Immune cells that travel from tissue to tissue need to be able to adapt to different tissues, including the high-acidity conditions of the gut necessary for digestion and protection from microbes that enter the body through food. From the Scripps Research Institute, scientists investigate what goes wrong when T helper 17 (TH17) cells fail to adapt.
TH17 cells produce an inflammatory chemical messenger called interleukin 17 (IL-17), which is helpful during pathogenic infections but harmful during healthy conditions. When and where TH17 cells release IL-17 depends on how they adapt to different tissues, so it’s easy to see how important it is for TH17 cells to adapt to tissue, especially in the gastrointestinal (GI) tract.
Lead researcher Mark Sundrud, PhD, hopes he and his team might learn to target areas like the GI tract specifically to dampen inflammation “instead of just generally suppressing the entire immune system."

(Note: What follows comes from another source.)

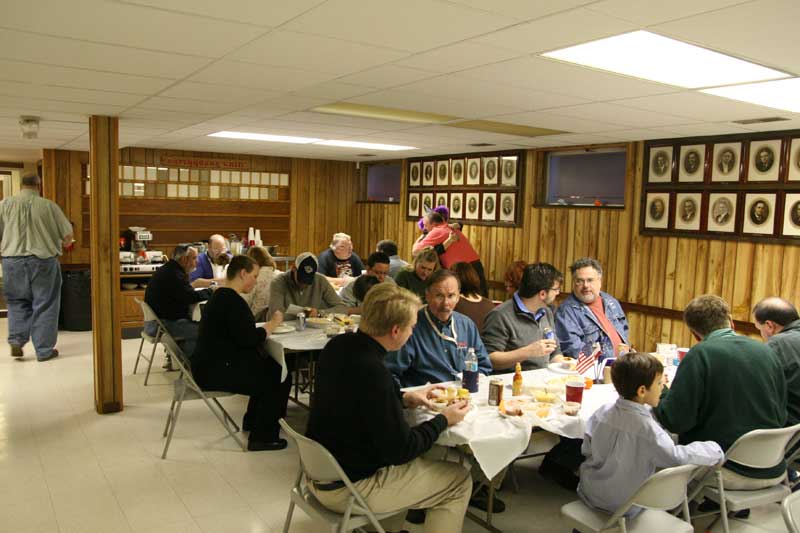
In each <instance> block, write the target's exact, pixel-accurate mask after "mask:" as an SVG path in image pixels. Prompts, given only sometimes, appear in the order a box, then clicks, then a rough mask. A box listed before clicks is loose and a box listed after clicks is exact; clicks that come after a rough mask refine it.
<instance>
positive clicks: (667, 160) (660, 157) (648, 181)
mask: <svg viewBox="0 0 800 533" xmlns="http://www.w3.org/2000/svg"><path fill="white" fill-rule="evenodd" d="M648 168H649V172H648V175H647V181H648V182H649V183H667V182H670V181H672V146H653V147H651V148H650V166H649V167H648Z"/></svg>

TH17 cells, as they are involved in both immune defense and promotion of chronic inflammation, are often implicated in Crohn’s disease, an inflammatory bowel disease in the GI tract usually found at the end of the small intestine, an area called the ileum. Crohn’s disease affects about 700,000 people in the United States.

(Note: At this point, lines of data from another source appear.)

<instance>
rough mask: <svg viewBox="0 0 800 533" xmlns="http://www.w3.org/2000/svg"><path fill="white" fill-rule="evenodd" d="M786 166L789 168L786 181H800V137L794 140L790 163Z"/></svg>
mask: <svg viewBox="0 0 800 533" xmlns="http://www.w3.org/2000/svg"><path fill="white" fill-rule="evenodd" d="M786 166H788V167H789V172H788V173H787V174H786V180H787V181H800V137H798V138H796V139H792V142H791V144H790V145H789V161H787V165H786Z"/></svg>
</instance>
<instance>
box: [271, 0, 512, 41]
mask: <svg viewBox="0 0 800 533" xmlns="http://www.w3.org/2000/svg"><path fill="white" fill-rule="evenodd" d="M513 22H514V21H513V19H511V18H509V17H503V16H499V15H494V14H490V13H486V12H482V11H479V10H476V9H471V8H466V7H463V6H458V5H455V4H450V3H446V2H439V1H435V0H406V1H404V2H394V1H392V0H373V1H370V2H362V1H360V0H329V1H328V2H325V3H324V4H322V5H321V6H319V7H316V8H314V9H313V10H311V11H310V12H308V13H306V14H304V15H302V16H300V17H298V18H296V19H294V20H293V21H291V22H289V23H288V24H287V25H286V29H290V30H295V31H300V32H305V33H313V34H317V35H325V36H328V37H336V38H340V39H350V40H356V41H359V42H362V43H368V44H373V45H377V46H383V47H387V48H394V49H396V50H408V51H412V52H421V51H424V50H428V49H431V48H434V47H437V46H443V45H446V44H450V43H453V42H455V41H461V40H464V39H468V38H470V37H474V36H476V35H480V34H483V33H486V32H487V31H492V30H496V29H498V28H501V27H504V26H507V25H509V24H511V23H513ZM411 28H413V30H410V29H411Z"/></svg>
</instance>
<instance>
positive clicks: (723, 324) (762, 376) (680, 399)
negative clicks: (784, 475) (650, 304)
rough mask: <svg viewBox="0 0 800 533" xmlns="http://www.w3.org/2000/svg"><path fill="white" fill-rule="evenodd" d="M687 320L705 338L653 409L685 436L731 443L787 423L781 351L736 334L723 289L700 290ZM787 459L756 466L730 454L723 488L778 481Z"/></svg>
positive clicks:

Sundrud’s new study builds off of previous research that found that TH17 cells boost expression of a gene called MDR1 as they enter the intestine, shown in human tissue samples. MDR1 is a protein that “transports chemotherapeutic drugs out of tumor cells,” but what does it do in the context of TH17 immune cells? Do TH17 use “different tools” to adapt to different tissues? Do they activate different genes in different places?

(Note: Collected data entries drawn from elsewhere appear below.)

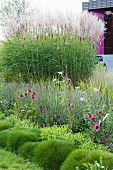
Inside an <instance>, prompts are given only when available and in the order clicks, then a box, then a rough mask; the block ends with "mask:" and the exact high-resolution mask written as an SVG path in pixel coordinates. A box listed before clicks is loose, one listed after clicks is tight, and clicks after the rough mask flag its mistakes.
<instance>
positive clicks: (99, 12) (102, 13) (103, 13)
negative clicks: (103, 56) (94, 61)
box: [90, 9, 104, 54]
mask: <svg viewBox="0 0 113 170" xmlns="http://www.w3.org/2000/svg"><path fill="white" fill-rule="evenodd" d="M90 12H91V13H92V14H96V15H97V16H98V18H99V19H102V20H103V21H104V9H94V10H92V11H90ZM101 40H102V41H101V47H100V49H99V51H98V52H97V53H98V54H104V33H103V35H102V38H101Z"/></svg>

They found that MDR1 protects TH17 cells in the gut from bile acids, helping TH17 cells that need to adapt to the acidity of the gut. When they don’t, Crohn’s disease can develop.
Using a mouse model genetically modified to illustrate the importance of MDR1 in TH17 adaption in the gut, researchers saw that there was increased expression of the gene as TH17 cells enter the gut in mice with a normal MDR1 gene. But in mice who lacked the ability to express MDR1, TH17 cells were exposed to severe cell damage and led to Crohn’s disease.
Using human blood samples, researchers discovered a portion of human patients with Crohn’s disease who also had “severely impaired MDR1 expression.” A class of drugs called bile acid sequestrants brought T cell function back to normal and successfully treated the developing Crohn’s disease.
This study, published in the journal Immunity - both Identifies a cause of Crohn’s disease - cell damage from missing MDR1 expression - and provides a new treatment option for Crohn’s patients with this particular issue.